Publication year - 1994
Publication title -
ets research report series
Language(s) - English
Resource type - Journals
SCImago Journal Rank - 0.235
H-Index - 5
ISSN - 2330-8516
DOI - 10.1002/j.2333-8504.1994.tb01619.x
Subject(s) - mathematics , centroid , correlation , statistics , cluster analysis , similarity (geometry) , covariance , hierarchical clustering , bivariate analysis , group (periodic table) , analysis of covariance , artificial intelligence , computer science , chemistry , geometry , organic chemistry , image (mathematics)

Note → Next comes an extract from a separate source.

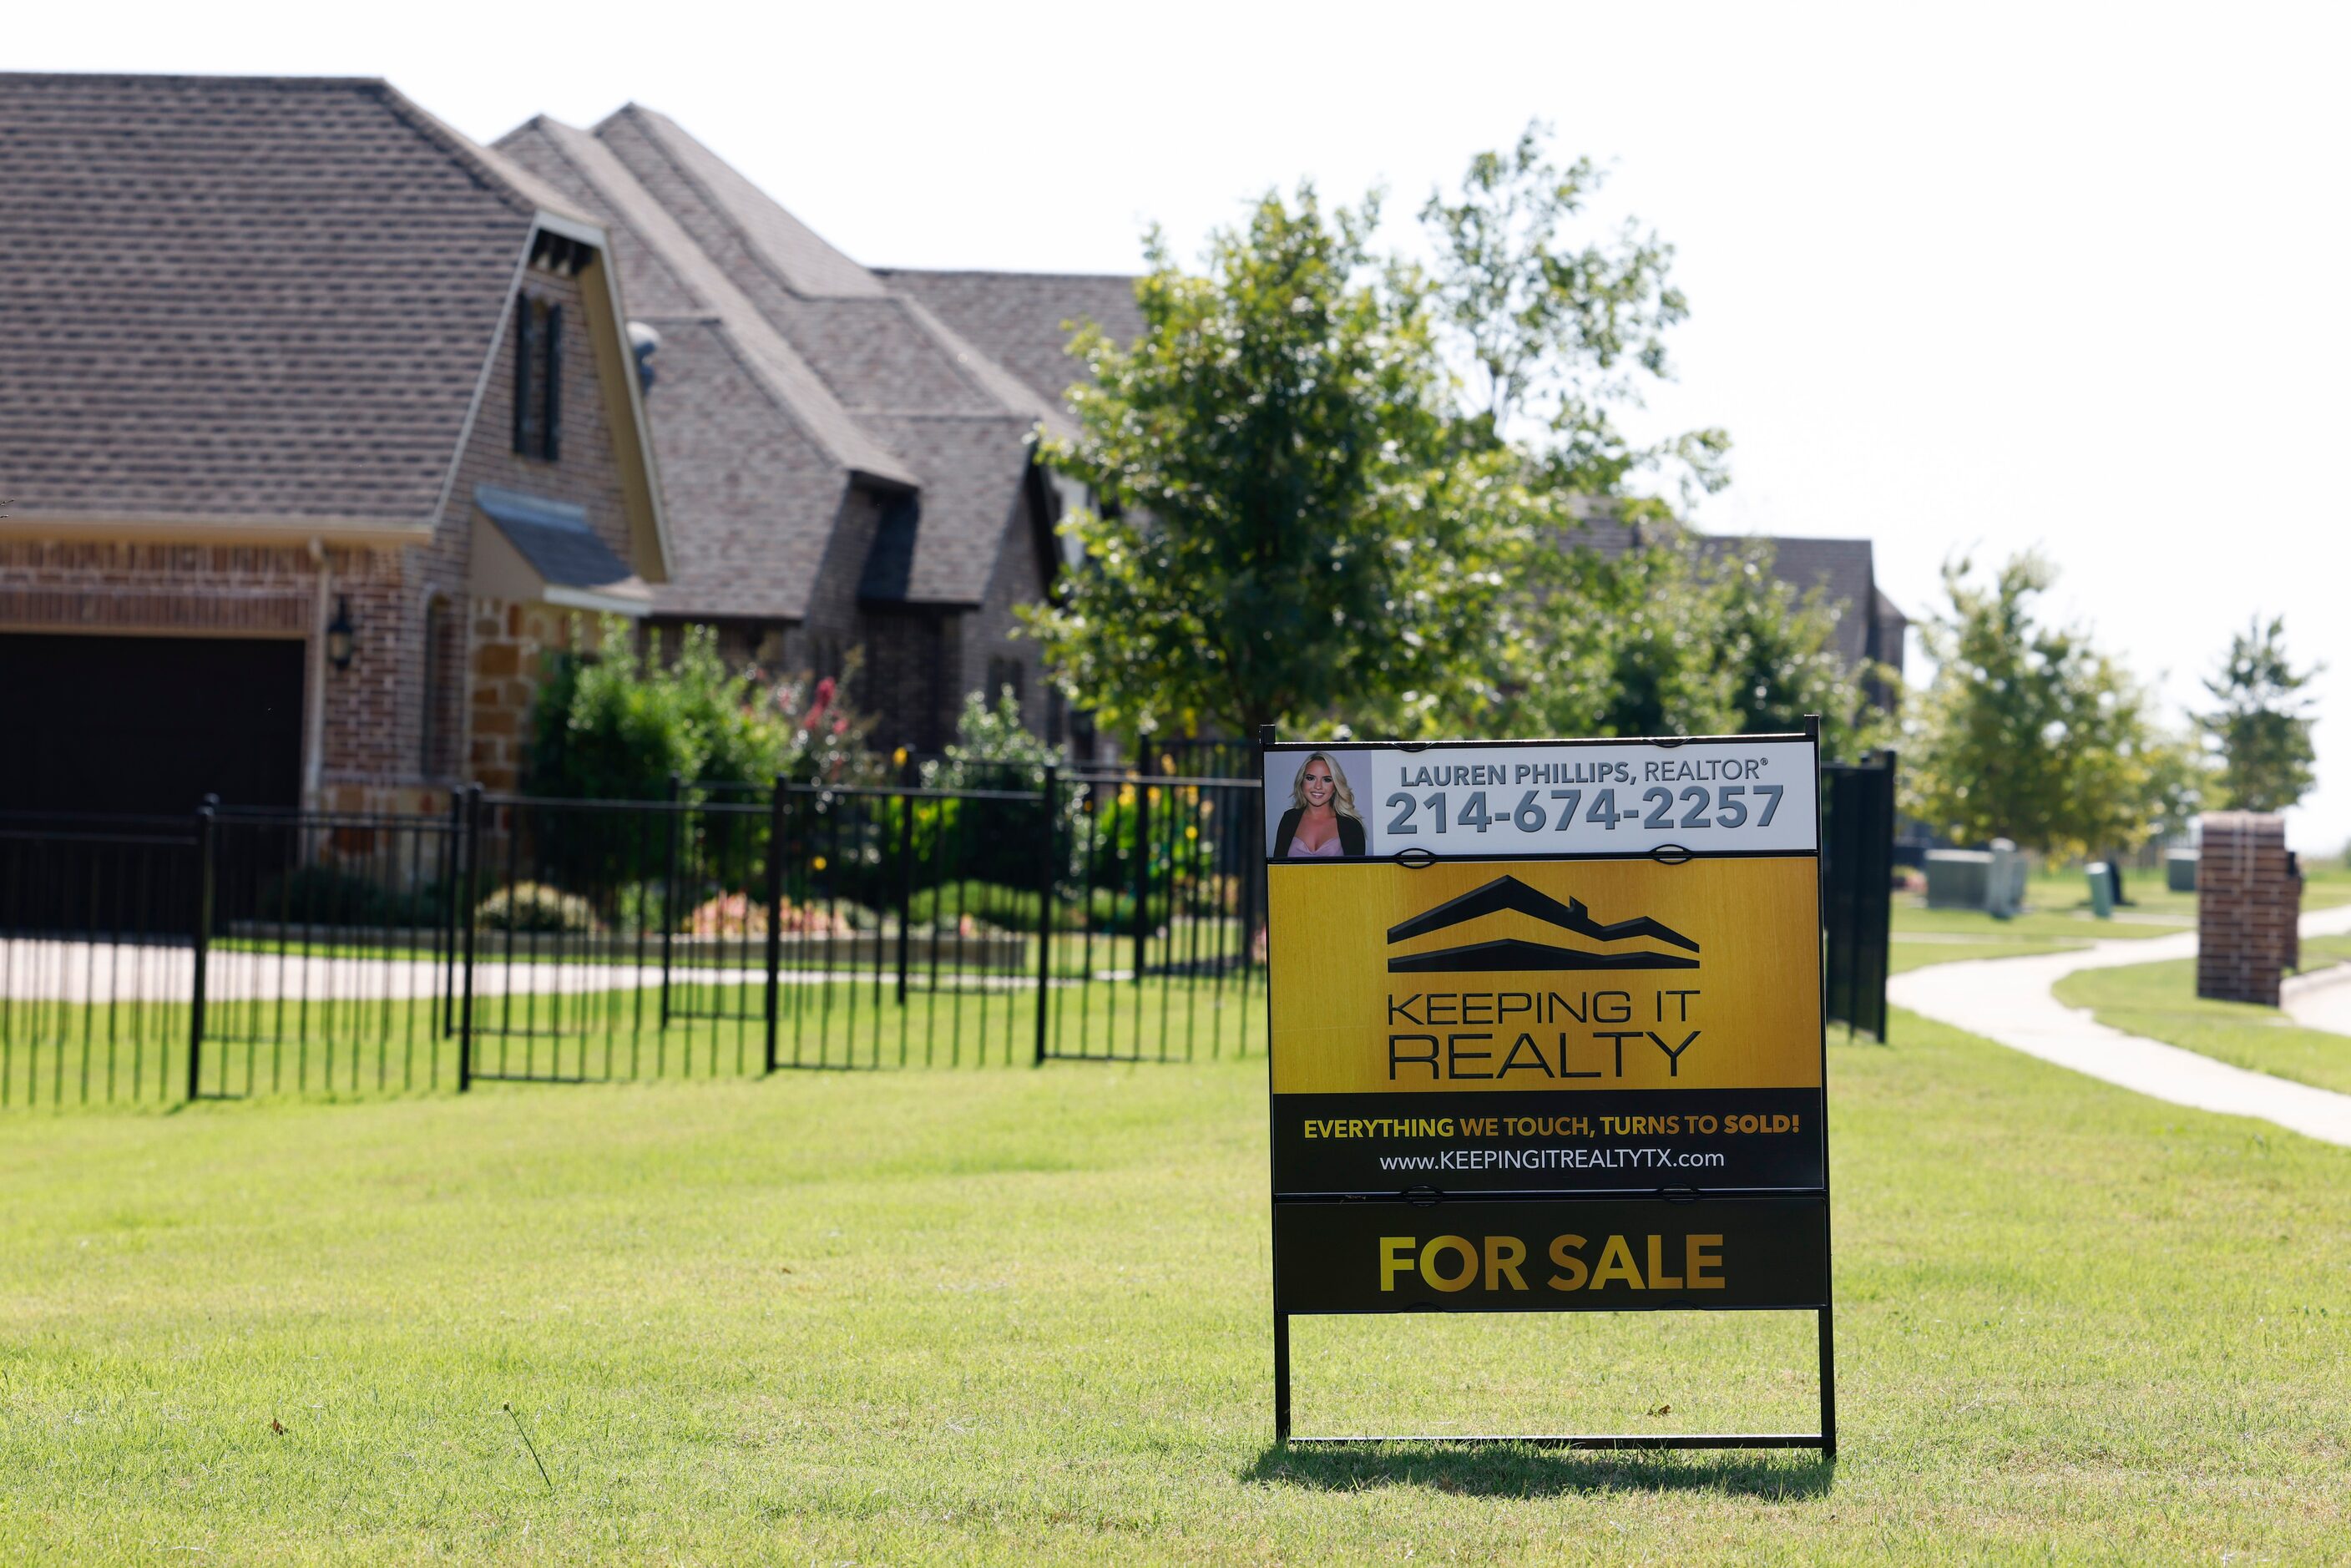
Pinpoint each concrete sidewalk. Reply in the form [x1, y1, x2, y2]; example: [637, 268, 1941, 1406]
[1888, 903, 2351, 1147]
[2283, 960, 2351, 1037]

ABSTRACT Two Monte Carlo studies investigated the effects of within‐group covariance structure on subgroup recovery by several widely used hierarchical clustering methods. Data sets were 100 bivariate observations from two subgroups, generated according to a finite normal mixture model. In Study 1, subgroup size, within‐group correlation, within‐group variance, and distance between subgroup centroids were manipulated. All clustering methods were strongly affected by within‐group correlation; negative correlation yielded much poorer recovery. Smaller effects were found for the interaction of clustering method with within‐group variance. Study 2 separated the effects of direction of correlation from the direction of differences in the subgroup centroids. Subgroup size, within‐group correlation, direction of the vector separating subgroup centroids, and distance between subgroup centroids were manipulated. Superior recovery was associated with within‐group correlation that matched the direction of subgroup separation. Overall, the EML algorithm of SAS yielded best recovery, followed closely by Ward's method, average linkage, and a version of the beta‐flexible algorithm, although several interactions were noted. The results are interpreted according to the weakness of the (squared) Euclidean distance as a measure of (dis)similarity for cluster analysis. Several alternative measures are discussed, and promising alternatives are identified for future investigation.